In any case – the race is on. Europe in general, and Germany in particular, have many factors to their advantage, and are even ahead of the US (to name an example) in terms of the associated political and regulatory frameworks. The EU’s General Data Protection Regulation (GDPR) sets out stipulations on the handling of personal data that are binding across Europe, creating a situation very different from that in America. We continue, however, to await the establishment of efficient infrastructure for the collection of large-scale data sets with multidimensional potential uses, which will be available in anonymised form to research and development endeavours.
Our plan is to fill this gap. We intend to set up an interdisciplinary medical network for the collection and digitalisation of all relevant biomedical data, enabling the creation of a data pool on whose various dimensions future research and development projects can draw and which will give Germany and Europe a global advantage in terms of knowledge resources in this vital field of the future.
We intend – put simply – to create the world’s first genuinely ‘smart’ medical data network.

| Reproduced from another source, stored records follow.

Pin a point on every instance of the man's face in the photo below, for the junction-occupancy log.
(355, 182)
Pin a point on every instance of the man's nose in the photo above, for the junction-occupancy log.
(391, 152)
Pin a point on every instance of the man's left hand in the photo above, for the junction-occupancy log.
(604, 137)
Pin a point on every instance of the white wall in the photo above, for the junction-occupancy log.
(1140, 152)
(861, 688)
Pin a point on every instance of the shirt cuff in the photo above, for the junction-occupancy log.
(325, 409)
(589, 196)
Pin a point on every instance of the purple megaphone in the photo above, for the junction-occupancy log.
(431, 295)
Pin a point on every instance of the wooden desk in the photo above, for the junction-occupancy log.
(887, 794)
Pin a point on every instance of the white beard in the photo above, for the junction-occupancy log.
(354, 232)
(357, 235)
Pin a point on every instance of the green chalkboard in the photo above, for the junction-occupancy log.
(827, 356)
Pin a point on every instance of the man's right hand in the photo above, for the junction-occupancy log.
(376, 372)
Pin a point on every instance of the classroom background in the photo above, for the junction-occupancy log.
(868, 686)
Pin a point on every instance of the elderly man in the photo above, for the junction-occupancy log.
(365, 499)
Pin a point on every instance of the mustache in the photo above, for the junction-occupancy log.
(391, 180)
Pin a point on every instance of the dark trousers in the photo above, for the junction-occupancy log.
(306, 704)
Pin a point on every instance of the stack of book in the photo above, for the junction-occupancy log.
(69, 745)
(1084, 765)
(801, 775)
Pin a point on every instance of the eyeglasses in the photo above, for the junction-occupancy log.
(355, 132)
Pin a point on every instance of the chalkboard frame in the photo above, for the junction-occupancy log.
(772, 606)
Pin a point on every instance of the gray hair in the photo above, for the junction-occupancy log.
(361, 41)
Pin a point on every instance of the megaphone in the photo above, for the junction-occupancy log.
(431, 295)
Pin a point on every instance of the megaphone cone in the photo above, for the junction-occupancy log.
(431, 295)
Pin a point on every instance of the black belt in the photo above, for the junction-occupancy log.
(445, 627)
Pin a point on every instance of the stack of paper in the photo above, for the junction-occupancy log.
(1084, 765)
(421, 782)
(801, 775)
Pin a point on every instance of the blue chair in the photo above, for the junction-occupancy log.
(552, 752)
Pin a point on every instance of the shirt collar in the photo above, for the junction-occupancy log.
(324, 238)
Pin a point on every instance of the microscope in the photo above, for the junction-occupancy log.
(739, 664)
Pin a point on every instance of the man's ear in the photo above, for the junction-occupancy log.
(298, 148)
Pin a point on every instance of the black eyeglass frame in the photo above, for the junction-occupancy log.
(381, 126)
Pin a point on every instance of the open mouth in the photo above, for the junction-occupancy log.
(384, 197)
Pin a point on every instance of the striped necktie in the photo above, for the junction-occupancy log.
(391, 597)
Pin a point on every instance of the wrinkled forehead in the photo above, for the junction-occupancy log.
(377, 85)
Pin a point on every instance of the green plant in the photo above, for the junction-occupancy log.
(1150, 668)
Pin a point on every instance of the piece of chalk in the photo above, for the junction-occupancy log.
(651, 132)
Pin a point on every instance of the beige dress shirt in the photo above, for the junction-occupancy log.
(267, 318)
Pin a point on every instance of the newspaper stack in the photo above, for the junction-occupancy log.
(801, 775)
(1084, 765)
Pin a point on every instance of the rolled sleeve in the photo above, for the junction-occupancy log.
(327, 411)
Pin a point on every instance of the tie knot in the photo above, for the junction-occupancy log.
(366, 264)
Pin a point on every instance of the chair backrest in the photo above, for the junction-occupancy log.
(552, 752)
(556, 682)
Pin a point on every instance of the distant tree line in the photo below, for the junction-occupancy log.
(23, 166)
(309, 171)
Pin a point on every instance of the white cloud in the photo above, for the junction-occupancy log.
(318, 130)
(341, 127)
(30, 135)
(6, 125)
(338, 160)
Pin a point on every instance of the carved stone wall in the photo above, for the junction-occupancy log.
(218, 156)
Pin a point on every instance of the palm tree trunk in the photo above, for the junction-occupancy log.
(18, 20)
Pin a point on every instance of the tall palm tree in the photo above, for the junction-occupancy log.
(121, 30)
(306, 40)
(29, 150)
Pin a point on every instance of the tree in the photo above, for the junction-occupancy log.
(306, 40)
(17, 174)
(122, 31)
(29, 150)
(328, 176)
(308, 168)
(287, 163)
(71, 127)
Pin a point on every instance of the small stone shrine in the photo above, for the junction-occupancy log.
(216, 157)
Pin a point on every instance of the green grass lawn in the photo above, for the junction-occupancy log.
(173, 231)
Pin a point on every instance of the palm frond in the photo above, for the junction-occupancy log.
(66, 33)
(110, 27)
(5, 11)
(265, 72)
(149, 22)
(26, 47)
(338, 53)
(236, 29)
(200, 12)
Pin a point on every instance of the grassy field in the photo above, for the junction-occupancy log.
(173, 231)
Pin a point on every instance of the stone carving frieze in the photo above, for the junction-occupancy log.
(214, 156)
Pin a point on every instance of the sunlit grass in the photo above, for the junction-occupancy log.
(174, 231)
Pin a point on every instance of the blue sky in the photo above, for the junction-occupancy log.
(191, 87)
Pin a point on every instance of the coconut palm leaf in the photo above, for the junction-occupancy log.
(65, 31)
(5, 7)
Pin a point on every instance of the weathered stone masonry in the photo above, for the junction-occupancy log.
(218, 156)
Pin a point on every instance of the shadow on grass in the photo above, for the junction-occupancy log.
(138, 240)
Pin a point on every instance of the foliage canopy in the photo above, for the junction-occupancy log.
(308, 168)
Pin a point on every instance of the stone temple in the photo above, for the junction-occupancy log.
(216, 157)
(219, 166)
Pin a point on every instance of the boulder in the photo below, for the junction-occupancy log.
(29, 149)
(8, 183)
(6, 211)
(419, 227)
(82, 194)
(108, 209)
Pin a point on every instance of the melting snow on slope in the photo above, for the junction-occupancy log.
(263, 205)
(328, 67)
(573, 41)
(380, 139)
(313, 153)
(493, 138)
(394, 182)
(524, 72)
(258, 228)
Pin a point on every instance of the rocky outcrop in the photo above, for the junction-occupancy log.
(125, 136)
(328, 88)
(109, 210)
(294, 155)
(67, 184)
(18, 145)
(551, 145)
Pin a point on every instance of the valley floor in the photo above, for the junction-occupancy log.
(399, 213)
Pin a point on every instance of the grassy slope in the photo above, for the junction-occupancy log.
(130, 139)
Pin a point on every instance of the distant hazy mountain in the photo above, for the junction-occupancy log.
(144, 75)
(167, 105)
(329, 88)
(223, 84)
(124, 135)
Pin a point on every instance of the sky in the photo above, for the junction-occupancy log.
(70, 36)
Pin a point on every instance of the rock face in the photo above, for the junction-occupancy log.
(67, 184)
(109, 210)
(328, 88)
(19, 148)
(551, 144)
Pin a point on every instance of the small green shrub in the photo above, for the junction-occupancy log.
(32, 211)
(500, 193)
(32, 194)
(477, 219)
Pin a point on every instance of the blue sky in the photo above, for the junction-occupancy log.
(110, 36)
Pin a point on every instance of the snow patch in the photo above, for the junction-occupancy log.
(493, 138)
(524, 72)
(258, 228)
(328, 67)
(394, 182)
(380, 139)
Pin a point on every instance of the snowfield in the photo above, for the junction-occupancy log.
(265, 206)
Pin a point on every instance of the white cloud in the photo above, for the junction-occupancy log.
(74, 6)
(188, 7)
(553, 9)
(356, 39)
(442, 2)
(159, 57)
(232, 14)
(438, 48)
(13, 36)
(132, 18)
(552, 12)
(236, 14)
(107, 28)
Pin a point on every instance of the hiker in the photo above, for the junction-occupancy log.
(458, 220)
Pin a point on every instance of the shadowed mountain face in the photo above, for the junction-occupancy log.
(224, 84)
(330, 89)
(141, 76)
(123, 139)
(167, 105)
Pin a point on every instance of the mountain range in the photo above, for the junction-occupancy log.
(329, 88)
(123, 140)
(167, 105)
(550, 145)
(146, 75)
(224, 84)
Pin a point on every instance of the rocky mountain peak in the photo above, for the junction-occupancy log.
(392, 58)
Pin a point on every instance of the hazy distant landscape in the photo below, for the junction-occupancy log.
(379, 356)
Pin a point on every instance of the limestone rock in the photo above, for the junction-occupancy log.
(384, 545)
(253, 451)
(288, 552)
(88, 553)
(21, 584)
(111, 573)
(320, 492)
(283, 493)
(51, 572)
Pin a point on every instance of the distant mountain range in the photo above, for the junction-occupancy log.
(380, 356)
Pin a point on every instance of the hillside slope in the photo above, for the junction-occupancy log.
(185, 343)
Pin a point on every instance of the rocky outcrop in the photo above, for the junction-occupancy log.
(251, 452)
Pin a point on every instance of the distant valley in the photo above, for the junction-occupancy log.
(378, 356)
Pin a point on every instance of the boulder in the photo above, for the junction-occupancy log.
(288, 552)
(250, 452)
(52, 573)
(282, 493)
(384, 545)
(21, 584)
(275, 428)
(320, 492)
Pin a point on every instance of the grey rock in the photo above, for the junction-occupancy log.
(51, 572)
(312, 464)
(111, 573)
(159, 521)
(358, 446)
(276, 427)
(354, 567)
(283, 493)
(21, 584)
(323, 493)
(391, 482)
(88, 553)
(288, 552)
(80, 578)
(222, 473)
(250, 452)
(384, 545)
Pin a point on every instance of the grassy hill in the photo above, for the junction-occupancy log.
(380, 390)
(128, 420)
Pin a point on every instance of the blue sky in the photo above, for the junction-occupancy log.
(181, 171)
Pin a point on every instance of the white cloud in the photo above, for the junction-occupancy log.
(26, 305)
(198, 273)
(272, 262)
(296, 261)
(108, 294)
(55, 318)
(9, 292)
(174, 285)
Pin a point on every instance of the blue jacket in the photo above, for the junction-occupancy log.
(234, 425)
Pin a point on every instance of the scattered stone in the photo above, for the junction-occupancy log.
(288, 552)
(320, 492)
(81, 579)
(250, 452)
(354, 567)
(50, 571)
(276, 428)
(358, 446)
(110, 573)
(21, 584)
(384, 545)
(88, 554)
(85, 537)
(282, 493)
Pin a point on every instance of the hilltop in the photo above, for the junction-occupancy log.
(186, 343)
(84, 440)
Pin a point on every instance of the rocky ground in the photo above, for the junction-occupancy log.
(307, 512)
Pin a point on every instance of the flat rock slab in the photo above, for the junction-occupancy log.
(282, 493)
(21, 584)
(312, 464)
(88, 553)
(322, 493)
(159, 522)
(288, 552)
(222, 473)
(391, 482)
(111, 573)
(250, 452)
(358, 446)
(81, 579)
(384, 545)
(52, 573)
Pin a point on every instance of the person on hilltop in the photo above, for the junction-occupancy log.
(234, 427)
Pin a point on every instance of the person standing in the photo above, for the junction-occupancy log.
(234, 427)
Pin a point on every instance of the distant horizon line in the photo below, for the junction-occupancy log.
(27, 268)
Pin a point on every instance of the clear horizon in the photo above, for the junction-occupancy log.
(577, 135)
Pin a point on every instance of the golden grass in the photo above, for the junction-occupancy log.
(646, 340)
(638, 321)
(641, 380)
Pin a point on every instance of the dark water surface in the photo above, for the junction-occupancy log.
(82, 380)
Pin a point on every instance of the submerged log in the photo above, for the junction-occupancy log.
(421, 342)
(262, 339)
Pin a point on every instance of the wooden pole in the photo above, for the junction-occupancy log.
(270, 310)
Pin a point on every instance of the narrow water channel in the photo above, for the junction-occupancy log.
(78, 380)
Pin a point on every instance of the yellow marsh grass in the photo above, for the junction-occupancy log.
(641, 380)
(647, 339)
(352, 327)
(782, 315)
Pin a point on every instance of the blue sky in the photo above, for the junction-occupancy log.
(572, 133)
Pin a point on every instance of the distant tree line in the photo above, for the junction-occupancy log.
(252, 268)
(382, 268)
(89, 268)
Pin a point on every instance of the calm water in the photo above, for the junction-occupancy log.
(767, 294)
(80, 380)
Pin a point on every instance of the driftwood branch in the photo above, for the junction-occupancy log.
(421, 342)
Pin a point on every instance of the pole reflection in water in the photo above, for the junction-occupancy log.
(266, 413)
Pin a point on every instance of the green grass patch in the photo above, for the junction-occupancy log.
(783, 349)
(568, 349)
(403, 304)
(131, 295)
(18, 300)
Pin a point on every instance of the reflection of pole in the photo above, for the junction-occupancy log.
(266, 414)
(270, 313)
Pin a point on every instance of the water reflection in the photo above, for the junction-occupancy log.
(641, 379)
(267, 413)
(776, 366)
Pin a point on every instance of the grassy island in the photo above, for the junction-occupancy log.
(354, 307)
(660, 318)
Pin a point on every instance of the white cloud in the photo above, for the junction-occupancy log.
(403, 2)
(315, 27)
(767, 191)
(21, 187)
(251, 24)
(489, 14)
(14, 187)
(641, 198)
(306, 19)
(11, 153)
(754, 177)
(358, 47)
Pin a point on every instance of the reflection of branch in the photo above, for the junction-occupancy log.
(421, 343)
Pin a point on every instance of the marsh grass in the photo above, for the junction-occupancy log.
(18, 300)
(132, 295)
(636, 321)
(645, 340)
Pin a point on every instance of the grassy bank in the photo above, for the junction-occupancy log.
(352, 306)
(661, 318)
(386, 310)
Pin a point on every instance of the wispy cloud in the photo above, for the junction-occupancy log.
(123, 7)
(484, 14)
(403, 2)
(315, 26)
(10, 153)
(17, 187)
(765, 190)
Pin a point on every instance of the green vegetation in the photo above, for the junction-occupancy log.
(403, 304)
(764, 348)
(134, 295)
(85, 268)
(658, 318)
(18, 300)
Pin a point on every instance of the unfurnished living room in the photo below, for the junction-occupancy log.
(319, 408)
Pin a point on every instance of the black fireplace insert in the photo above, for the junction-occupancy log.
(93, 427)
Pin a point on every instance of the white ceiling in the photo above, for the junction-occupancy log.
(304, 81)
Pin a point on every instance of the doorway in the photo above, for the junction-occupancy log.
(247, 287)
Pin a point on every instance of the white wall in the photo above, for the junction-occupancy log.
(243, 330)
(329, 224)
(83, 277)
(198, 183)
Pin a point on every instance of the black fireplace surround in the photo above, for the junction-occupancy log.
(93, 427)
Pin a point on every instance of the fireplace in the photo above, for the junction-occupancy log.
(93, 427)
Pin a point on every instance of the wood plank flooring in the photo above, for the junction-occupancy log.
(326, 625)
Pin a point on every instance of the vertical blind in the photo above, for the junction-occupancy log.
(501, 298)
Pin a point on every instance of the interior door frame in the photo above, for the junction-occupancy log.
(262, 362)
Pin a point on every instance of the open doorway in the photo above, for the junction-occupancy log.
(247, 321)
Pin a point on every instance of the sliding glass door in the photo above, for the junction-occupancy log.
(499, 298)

The result of this first-ever attempt to incorporate these data into integrated data sets would be a core multi-omic data set that would open the door to new methods of medical risk prediction, resource allocation in health policy, and treatment management, as well as empowering patients and their doctors to access entirely new types of information on individual medical data.
The endeavour of creating integrated sets of biodata requires a coordinated, collaborative effort involving data protection expertise, medical specialists, basic and life science research, data scientists, hospital management, the biomedical technology industry, IT businesses, and political regulators. This scale of interdisciplinary collaboration is currently proving too much even for a tech giant such as Google, whose Google Health project is currently little more than a statement of intent, failing to get off the ground.
Our proposal is therefore, drawing on existing expertise, to launch and implement a pilot project of this type and scale of coordinated interdisciplinary work, which will lay the foundations for the development and later for the marketing of its results. Should the project achieve success, the local region would advance to the status of a key player in this growth market of the future and attract significant contingents of further expertise and businesses from the hi-tech industry.